This is a follow up on my last question (Rbinding large list of dataframes after I did some data cleaning on the list). I've gotten smarter and the former question got messy.
I have 43 xlsx files which I loaded in to a list in R:
file.list <- list.files(recursive=T,pattern='*.xlsx')
dat = lapply(file.list, function(i){
x = read_xlsx(i, sheet=1, col_names = T)
# Create column with file name
x$file = i
# Return data
x
})
I then added some column names:
my_names <- c("ID", "UDLIGNNR","BILAGNR", "AKT", "BA",
"IART", "HTRANS", "DTRANS", "BELOB", "REGD",
"BOGFD", "VALORD", "UDLIGND",
"UÅ", "AFSTEMNGL", "NRBASIS","FIBILAG", "FILE")
dat <- lapply(dat, setNames, my_names)
Then I removed some columns:
dat <- lapply(dat, function(x) { x["UÅ"] <- NULL; x })
dat <- lapply(dat, function(x) { x["FIBILAG"] <- NULL; x })
I don't really need to remove them, but when I tried to merge the dataframes I kept getting errors about the class of these. So I just removed them.

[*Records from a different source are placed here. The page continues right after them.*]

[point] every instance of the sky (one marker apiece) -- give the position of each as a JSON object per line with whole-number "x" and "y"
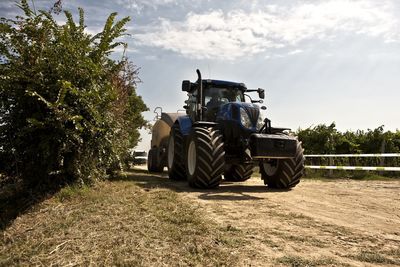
{"x": 320, "y": 61}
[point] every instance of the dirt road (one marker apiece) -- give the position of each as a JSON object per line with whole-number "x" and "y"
{"x": 341, "y": 222}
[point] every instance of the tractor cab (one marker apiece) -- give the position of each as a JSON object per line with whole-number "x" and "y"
{"x": 216, "y": 97}
{"x": 207, "y": 97}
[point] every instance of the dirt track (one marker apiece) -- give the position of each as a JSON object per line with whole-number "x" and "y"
{"x": 341, "y": 222}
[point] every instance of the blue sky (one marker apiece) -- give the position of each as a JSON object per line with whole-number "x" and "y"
{"x": 319, "y": 60}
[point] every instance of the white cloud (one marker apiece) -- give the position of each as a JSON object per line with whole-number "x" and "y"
{"x": 139, "y": 5}
{"x": 237, "y": 33}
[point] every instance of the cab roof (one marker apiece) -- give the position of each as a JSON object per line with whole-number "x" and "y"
{"x": 221, "y": 83}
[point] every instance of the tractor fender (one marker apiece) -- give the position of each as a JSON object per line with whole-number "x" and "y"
{"x": 185, "y": 124}
{"x": 162, "y": 128}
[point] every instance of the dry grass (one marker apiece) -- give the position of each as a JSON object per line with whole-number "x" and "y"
{"x": 117, "y": 223}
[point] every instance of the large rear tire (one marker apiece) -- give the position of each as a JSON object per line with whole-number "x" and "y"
{"x": 238, "y": 172}
{"x": 205, "y": 157}
{"x": 175, "y": 162}
{"x": 283, "y": 173}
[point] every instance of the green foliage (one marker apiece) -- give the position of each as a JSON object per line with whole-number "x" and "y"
{"x": 323, "y": 139}
{"x": 66, "y": 107}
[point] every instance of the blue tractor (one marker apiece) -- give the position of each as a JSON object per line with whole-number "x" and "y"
{"x": 222, "y": 136}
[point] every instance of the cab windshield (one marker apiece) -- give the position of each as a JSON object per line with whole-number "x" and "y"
{"x": 215, "y": 97}
{"x": 223, "y": 95}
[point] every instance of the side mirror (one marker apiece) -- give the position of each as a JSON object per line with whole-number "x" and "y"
{"x": 261, "y": 93}
{"x": 186, "y": 86}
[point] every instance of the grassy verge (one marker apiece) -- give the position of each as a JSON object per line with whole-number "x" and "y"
{"x": 117, "y": 223}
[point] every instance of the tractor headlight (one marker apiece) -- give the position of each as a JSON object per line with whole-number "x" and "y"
{"x": 245, "y": 119}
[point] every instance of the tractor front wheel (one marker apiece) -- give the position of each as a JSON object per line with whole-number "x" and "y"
{"x": 283, "y": 173}
{"x": 205, "y": 157}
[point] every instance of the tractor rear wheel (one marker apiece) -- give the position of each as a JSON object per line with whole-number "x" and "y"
{"x": 176, "y": 165}
{"x": 238, "y": 172}
{"x": 283, "y": 173}
{"x": 154, "y": 163}
{"x": 205, "y": 157}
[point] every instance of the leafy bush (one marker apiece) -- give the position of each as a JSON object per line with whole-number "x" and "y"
{"x": 66, "y": 107}
{"x": 323, "y": 139}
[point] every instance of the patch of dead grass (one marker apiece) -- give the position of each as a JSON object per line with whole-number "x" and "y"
{"x": 117, "y": 223}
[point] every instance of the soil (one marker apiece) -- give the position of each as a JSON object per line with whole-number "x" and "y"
{"x": 319, "y": 222}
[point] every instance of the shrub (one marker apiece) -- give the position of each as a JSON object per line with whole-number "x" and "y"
{"x": 66, "y": 107}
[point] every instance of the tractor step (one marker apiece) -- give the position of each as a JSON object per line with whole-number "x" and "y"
{"x": 276, "y": 146}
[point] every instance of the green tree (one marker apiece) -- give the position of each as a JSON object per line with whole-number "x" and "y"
{"x": 66, "y": 107}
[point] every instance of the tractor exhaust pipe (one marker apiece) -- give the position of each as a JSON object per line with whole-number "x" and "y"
{"x": 200, "y": 108}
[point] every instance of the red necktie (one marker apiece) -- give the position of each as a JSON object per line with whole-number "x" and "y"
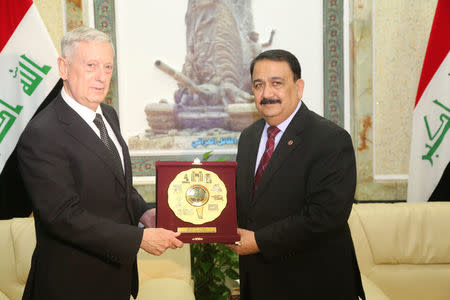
{"x": 272, "y": 131}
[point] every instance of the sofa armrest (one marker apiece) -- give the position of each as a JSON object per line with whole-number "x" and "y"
{"x": 165, "y": 288}
{"x": 372, "y": 291}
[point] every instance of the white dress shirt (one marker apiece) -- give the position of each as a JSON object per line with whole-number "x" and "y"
{"x": 282, "y": 126}
{"x": 88, "y": 116}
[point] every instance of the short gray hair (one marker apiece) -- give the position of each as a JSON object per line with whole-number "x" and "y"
{"x": 82, "y": 34}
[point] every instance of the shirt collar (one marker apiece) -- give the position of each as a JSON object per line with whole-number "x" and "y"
{"x": 283, "y": 125}
{"x": 85, "y": 113}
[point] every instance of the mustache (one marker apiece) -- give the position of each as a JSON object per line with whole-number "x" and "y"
{"x": 269, "y": 101}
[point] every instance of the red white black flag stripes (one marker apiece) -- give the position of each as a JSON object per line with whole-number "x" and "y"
{"x": 28, "y": 69}
{"x": 430, "y": 145}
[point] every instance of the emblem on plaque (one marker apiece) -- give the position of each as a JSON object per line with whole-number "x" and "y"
{"x": 197, "y": 196}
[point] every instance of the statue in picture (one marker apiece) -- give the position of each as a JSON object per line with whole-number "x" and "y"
{"x": 221, "y": 42}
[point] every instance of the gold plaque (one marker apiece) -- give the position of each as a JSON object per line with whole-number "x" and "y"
{"x": 197, "y": 196}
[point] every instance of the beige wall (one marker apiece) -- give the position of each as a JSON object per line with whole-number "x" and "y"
{"x": 401, "y": 30}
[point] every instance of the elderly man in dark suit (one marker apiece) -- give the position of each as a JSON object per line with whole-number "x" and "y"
{"x": 296, "y": 180}
{"x": 77, "y": 170}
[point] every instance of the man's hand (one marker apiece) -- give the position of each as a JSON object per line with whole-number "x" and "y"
{"x": 247, "y": 243}
{"x": 156, "y": 240}
{"x": 149, "y": 218}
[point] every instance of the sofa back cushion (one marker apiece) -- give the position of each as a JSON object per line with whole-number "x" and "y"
{"x": 406, "y": 233}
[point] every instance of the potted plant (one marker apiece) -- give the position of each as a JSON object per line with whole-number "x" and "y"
{"x": 213, "y": 267}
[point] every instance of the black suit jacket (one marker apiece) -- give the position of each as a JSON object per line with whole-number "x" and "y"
{"x": 86, "y": 209}
{"x": 299, "y": 213}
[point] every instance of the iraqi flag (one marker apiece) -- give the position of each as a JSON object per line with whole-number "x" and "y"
{"x": 28, "y": 70}
{"x": 429, "y": 170}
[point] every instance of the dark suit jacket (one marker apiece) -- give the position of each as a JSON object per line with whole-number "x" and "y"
{"x": 85, "y": 208}
{"x": 299, "y": 213}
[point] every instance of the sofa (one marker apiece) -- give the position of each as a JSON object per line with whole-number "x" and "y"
{"x": 403, "y": 249}
{"x": 160, "y": 277}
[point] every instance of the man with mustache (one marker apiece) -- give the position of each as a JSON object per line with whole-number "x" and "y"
{"x": 296, "y": 179}
{"x": 77, "y": 171}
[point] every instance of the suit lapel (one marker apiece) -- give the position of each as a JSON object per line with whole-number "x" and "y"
{"x": 291, "y": 140}
{"x": 81, "y": 131}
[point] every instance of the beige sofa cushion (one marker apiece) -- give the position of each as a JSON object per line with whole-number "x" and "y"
{"x": 403, "y": 248}
{"x": 373, "y": 292}
{"x": 167, "y": 289}
{"x": 18, "y": 242}
{"x": 407, "y": 233}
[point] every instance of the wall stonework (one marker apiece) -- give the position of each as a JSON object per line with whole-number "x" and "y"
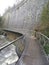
{"x": 24, "y": 15}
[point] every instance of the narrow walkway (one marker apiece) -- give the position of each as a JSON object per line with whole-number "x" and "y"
{"x": 33, "y": 54}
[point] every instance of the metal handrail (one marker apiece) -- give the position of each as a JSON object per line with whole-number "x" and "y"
{"x": 11, "y": 42}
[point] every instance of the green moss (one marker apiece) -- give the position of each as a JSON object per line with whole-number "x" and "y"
{"x": 46, "y": 48}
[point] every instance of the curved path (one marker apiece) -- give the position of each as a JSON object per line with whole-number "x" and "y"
{"x": 33, "y": 54}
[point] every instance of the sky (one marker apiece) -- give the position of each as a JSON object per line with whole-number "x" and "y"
{"x": 4, "y": 4}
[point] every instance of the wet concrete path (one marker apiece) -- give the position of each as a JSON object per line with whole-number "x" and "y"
{"x": 33, "y": 54}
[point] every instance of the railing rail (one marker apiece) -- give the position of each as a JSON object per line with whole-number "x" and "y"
{"x": 11, "y": 42}
{"x": 44, "y": 41}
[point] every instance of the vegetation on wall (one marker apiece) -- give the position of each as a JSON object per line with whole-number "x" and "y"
{"x": 44, "y": 26}
{"x": 1, "y": 22}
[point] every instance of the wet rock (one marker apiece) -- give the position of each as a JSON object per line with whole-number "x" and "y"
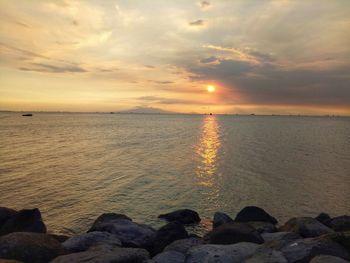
{"x": 254, "y": 213}
{"x": 167, "y": 234}
{"x": 303, "y": 250}
{"x": 327, "y": 259}
{"x": 220, "y": 219}
{"x": 30, "y": 247}
{"x": 340, "y": 223}
{"x": 306, "y": 227}
{"x": 323, "y": 218}
{"x": 105, "y": 218}
{"x": 169, "y": 257}
{"x": 183, "y": 245}
{"x": 85, "y": 241}
{"x": 6, "y": 213}
{"x": 221, "y": 253}
{"x": 263, "y": 227}
{"x": 26, "y": 220}
{"x": 267, "y": 256}
{"x": 117, "y": 255}
{"x": 231, "y": 233}
{"x": 129, "y": 233}
{"x": 183, "y": 216}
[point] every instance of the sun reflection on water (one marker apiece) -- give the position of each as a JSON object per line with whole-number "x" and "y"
{"x": 207, "y": 150}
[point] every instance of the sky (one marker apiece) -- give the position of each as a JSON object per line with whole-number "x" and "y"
{"x": 263, "y": 57}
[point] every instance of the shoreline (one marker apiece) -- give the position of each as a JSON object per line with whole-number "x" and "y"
{"x": 253, "y": 235}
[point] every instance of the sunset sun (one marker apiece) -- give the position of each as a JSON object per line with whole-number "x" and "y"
{"x": 210, "y": 88}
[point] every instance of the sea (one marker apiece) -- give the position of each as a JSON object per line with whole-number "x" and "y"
{"x": 76, "y": 166}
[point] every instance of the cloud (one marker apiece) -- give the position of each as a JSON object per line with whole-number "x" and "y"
{"x": 198, "y": 22}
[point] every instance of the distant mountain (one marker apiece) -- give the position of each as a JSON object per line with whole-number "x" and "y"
{"x": 147, "y": 110}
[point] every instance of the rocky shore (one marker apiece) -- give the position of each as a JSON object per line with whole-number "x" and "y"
{"x": 251, "y": 236}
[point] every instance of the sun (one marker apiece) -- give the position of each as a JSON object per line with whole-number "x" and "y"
{"x": 210, "y": 88}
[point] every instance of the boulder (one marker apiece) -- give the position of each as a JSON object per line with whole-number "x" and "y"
{"x": 323, "y": 218}
{"x": 327, "y": 259}
{"x": 26, "y": 220}
{"x": 263, "y": 227}
{"x": 231, "y": 233}
{"x": 129, "y": 233}
{"x": 105, "y": 218}
{"x": 221, "y": 253}
{"x": 303, "y": 250}
{"x": 254, "y": 213}
{"x": 6, "y": 213}
{"x": 169, "y": 257}
{"x": 340, "y": 223}
{"x": 117, "y": 255}
{"x": 30, "y": 247}
{"x": 85, "y": 241}
{"x": 306, "y": 227}
{"x": 267, "y": 256}
{"x": 183, "y": 216}
{"x": 168, "y": 234}
{"x": 220, "y": 219}
{"x": 183, "y": 245}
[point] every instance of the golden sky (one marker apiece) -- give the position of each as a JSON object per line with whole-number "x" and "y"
{"x": 282, "y": 57}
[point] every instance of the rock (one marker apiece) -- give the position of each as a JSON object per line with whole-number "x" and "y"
{"x": 26, "y": 220}
{"x": 306, "y": 227}
{"x": 6, "y": 213}
{"x": 183, "y": 216}
{"x": 340, "y": 223}
{"x": 254, "y": 213}
{"x": 30, "y": 247}
{"x": 183, "y": 245}
{"x": 231, "y": 233}
{"x": 279, "y": 239}
{"x": 129, "y": 233}
{"x": 85, "y": 241}
{"x": 167, "y": 234}
{"x": 327, "y": 259}
{"x": 323, "y": 218}
{"x": 169, "y": 257}
{"x": 303, "y": 250}
{"x": 221, "y": 253}
{"x": 105, "y": 218}
{"x": 220, "y": 219}
{"x": 267, "y": 256}
{"x": 263, "y": 227}
{"x": 117, "y": 255}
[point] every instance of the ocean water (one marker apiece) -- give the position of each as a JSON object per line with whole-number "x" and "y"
{"x": 75, "y": 167}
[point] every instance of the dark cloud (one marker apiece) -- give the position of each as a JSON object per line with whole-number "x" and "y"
{"x": 40, "y": 67}
{"x": 268, "y": 83}
{"x": 198, "y": 22}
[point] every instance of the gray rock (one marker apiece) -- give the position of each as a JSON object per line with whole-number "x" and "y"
{"x": 220, "y": 219}
{"x": 130, "y": 234}
{"x": 267, "y": 256}
{"x": 303, "y": 250}
{"x": 327, "y": 259}
{"x": 306, "y": 227}
{"x": 30, "y": 247}
{"x": 254, "y": 213}
{"x": 26, "y": 220}
{"x": 85, "y": 241}
{"x": 231, "y": 233}
{"x": 263, "y": 227}
{"x": 183, "y": 245}
{"x": 221, "y": 253}
{"x": 169, "y": 257}
{"x": 340, "y": 223}
{"x": 117, "y": 255}
{"x": 183, "y": 216}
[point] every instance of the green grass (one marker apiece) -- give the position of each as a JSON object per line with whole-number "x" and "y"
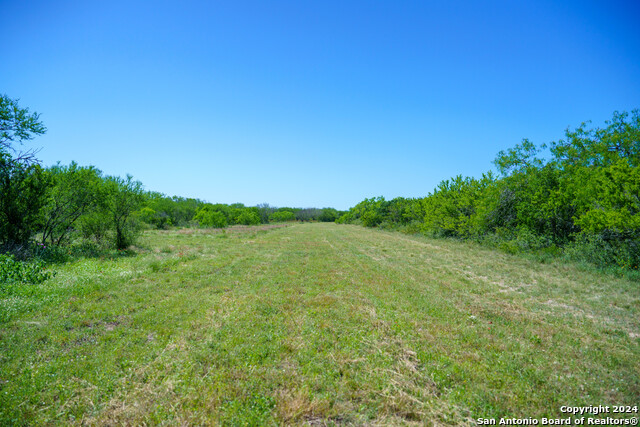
{"x": 318, "y": 324}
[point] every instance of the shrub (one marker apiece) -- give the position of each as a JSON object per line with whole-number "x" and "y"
{"x": 23, "y": 272}
{"x": 248, "y": 217}
{"x": 282, "y": 216}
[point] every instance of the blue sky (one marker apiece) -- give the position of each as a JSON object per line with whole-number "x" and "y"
{"x": 299, "y": 103}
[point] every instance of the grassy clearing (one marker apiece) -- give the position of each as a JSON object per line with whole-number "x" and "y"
{"x": 318, "y": 324}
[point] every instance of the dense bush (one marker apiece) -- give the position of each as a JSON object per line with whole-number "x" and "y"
{"x": 207, "y": 216}
{"x": 282, "y": 216}
{"x": 33, "y": 272}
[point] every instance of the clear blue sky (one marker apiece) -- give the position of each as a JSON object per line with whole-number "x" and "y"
{"x": 300, "y": 103}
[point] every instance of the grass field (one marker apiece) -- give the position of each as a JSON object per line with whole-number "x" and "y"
{"x": 314, "y": 324}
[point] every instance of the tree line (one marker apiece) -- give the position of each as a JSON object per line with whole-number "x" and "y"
{"x": 578, "y": 197}
{"x": 57, "y": 205}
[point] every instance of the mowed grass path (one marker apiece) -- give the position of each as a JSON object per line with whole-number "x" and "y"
{"x": 319, "y": 324}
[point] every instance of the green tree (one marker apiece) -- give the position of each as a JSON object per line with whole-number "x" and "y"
{"x": 209, "y": 216}
{"x": 282, "y": 216}
{"x": 22, "y": 182}
{"x": 73, "y": 191}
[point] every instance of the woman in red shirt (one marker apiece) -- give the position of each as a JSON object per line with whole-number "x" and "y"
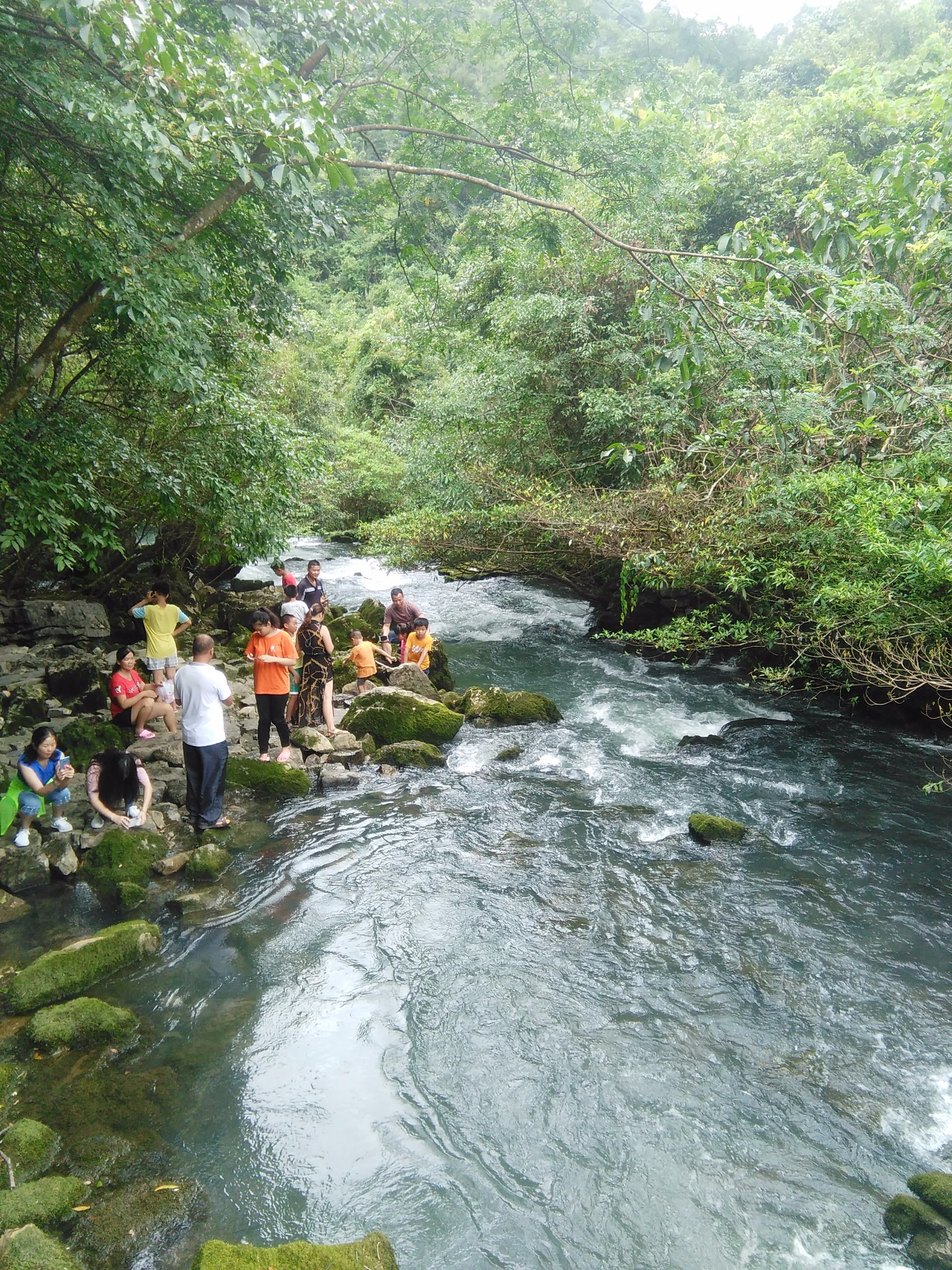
{"x": 135, "y": 703}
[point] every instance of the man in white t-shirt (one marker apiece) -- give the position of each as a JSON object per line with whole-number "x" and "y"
{"x": 202, "y": 691}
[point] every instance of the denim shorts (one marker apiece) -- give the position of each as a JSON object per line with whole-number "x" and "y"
{"x": 162, "y": 664}
{"x": 29, "y": 802}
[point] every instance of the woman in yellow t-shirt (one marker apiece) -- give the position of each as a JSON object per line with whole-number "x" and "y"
{"x": 418, "y": 646}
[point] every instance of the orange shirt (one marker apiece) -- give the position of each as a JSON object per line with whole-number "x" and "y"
{"x": 362, "y": 657}
{"x": 271, "y": 678}
{"x": 418, "y": 649}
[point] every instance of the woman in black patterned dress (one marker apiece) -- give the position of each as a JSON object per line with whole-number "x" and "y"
{"x": 316, "y": 695}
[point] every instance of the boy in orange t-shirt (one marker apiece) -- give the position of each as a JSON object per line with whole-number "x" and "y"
{"x": 362, "y": 655}
{"x": 273, "y": 654}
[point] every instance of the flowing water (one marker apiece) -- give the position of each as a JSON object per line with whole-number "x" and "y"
{"x": 503, "y": 1015}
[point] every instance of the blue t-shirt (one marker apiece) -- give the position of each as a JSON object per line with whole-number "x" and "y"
{"x": 46, "y": 771}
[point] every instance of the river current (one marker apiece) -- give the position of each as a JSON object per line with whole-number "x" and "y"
{"x": 494, "y": 1014}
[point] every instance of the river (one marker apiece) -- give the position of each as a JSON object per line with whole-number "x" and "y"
{"x": 494, "y": 1014}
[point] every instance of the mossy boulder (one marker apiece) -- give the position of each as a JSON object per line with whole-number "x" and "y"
{"x": 122, "y": 856}
{"x": 391, "y": 716}
{"x": 207, "y": 864}
{"x": 32, "y": 1148}
{"x": 81, "y": 1023}
{"x": 83, "y": 738}
{"x": 410, "y": 753}
{"x": 270, "y": 780}
{"x": 715, "y": 828}
{"x": 46, "y": 1202}
{"x": 495, "y": 706}
{"x": 372, "y": 611}
{"x": 144, "y": 1214}
{"x": 69, "y": 970}
{"x": 372, "y": 1253}
{"x": 30, "y": 1249}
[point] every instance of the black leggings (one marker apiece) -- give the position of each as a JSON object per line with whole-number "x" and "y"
{"x": 272, "y": 710}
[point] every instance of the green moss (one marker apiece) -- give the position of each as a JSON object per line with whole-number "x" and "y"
{"x": 715, "y": 828}
{"x": 30, "y": 1249}
{"x": 494, "y": 705}
{"x": 906, "y": 1214}
{"x": 83, "y": 738}
{"x": 270, "y": 780}
{"x": 207, "y": 863}
{"x": 68, "y": 972}
{"x": 120, "y": 1223}
{"x": 32, "y": 1148}
{"x": 392, "y": 716}
{"x": 936, "y": 1189}
{"x": 410, "y": 753}
{"x": 122, "y": 856}
{"x": 46, "y": 1202}
{"x": 81, "y": 1023}
{"x": 372, "y": 1253}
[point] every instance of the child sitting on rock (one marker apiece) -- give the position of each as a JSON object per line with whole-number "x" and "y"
{"x": 362, "y": 655}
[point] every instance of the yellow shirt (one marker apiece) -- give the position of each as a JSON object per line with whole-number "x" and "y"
{"x": 418, "y": 649}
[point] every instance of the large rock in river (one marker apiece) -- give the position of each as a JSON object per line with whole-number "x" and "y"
{"x": 391, "y": 714}
{"x": 372, "y": 1253}
{"x": 69, "y": 970}
{"x": 495, "y": 706}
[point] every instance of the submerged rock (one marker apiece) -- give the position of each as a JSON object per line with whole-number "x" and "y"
{"x": 30, "y": 1249}
{"x": 46, "y": 1202}
{"x": 69, "y": 970}
{"x": 391, "y": 716}
{"x": 412, "y": 753}
{"x": 715, "y": 828}
{"x": 271, "y": 780}
{"x": 81, "y": 1023}
{"x": 372, "y": 1253}
{"x": 494, "y": 705}
{"x": 32, "y": 1148}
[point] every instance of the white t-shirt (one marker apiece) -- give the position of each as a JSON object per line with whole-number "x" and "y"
{"x": 201, "y": 690}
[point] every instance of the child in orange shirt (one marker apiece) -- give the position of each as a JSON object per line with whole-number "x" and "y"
{"x": 418, "y": 646}
{"x": 362, "y": 655}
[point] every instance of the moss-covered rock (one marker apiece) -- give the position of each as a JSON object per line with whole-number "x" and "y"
{"x": 32, "y": 1148}
{"x": 30, "y": 1249}
{"x": 46, "y": 1202}
{"x": 715, "y": 828}
{"x": 122, "y": 856}
{"x": 69, "y": 970}
{"x": 81, "y": 1023}
{"x": 208, "y": 863}
{"x": 935, "y": 1189}
{"x": 906, "y": 1214}
{"x": 83, "y": 738}
{"x": 144, "y": 1214}
{"x": 372, "y": 1253}
{"x": 391, "y": 716}
{"x": 494, "y": 705}
{"x": 270, "y": 780}
{"x": 410, "y": 753}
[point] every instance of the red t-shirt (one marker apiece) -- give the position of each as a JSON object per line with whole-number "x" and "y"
{"x": 122, "y": 687}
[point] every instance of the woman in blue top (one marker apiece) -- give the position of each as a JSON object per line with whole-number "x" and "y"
{"x": 45, "y": 774}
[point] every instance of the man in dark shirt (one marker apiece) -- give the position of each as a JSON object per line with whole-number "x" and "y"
{"x": 311, "y": 588}
{"x": 400, "y": 615}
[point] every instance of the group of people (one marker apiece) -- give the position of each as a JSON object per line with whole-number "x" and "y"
{"x": 294, "y": 683}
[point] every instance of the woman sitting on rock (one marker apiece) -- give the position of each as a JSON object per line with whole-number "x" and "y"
{"x": 42, "y": 773}
{"x": 316, "y": 695}
{"x": 115, "y": 783}
{"x": 135, "y": 703}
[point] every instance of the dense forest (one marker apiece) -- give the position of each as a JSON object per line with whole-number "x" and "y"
{"x": 569, "y": 288}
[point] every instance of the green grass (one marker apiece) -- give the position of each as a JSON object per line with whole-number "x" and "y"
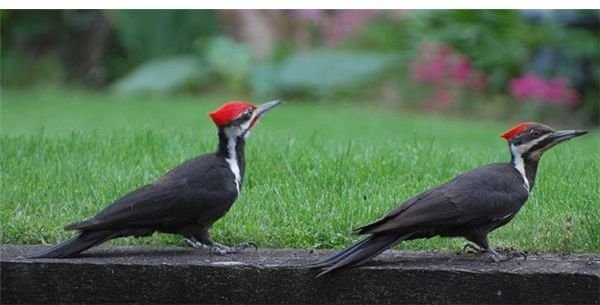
{"x": 313, "y": 173}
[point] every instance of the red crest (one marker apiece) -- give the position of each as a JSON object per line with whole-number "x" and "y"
{"x": 223, "y": 115}
{"x": 518, "y": 129}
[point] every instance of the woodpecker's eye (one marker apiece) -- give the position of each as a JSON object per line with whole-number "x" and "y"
{"x": 246, "y": 115}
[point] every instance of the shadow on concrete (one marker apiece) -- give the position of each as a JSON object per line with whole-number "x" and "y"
{"x": 173, "y": 275}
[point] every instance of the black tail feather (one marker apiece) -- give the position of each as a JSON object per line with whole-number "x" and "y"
{"x": 75, "y": 245}
{"x": 360, "y": 252}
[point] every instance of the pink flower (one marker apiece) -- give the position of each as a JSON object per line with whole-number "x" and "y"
{"x": 533, "y": 87}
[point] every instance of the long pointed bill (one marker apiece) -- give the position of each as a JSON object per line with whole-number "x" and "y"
{"x": 563, "y": 135}
{"x": 262, "y": 108}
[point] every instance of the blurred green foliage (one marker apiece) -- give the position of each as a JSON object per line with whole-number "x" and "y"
{"x": 366, "y": 55}
{"x": 185, "y": 71}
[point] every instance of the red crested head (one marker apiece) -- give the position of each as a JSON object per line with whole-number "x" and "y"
{"x": 516, "y": 130}
{"x": 230, "y": 111}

Then I changes all my columns to character. I'm kinda new to R, so I'm aware that this code isn't very sexy and you probably could have made a loop or just one function for this. But this is what I did:
dat <- lapply(dat, function(x) { x["ID"] <- as.character(x["ID"]); x })
[I did the same for all columns]
And then I go and bind the data.
df <- rbindlist(dat)
EDIT:
I've found that it isn't my binding methods that's the problem (thank you for your inputs on that). I've deleted the part about the binding methods.
The problem lies in how I change the coltypes on my columns in my dataframes within the list.
I've also tried:
dat <- lapply(dat, function(x) { x[,"ID"] <- as.character(x[,"ID"]); x })
I added a comma before "ID". This didn't help. I feel like I need to use unlist, but I'm not sure how to use it here?